Sônia disse ainda que culpar o fundamentalismo neste cenário não englobaria as ações em todo o mundo, que não poderia ser transplantado para o conservadorismo católico, para o hinduísmo, para o judaísmo, e tantas outras religiões que também interferem nas políticas públicas. “Marx falou que a religião é o ópio do povo, e essa visão continua conosco, mas tem sido pouco produtiva. A persistência da pobreza e da desigualdade, enquanto existem atores políticos fazendo o uso político da religião, só deixam esse cenário mais grave. Em que momento vivemos essa separação do Estado e religião?
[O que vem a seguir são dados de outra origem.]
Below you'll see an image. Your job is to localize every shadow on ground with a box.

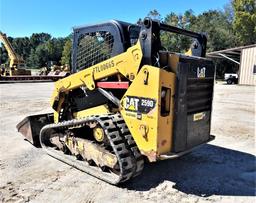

O laicismo foi posto na ponta da baioneta de Napoleão Bonaparte? hoje na França as mulheres muçulmanas não podem usar véu”, exemplificou.
Roger Raupp, juiz de direito do Tribunal Regional Federal do Rio Grande do Sul, apresentou dois tipos de laicidade: a neutra, praticada na França, que mantém o distanciamento da religião em qualquer decisão de fragmentação de bens públicos, como saúde e educação, e a pluriconfessional, oriunda dos Estados Unidos da América e mais próxima do que é praticado no Brasil hoje, que traz o respeito à diversidade religiosa e brechas para que elas influenciem em doutrinas do Estado. No entanto, ele explicou que essa influência deve respeitar principios básicos, como a liberdade religiosa, igualdade dentro da esfera pública. Então, o argumento da fé em uma religião não pode ser determinante.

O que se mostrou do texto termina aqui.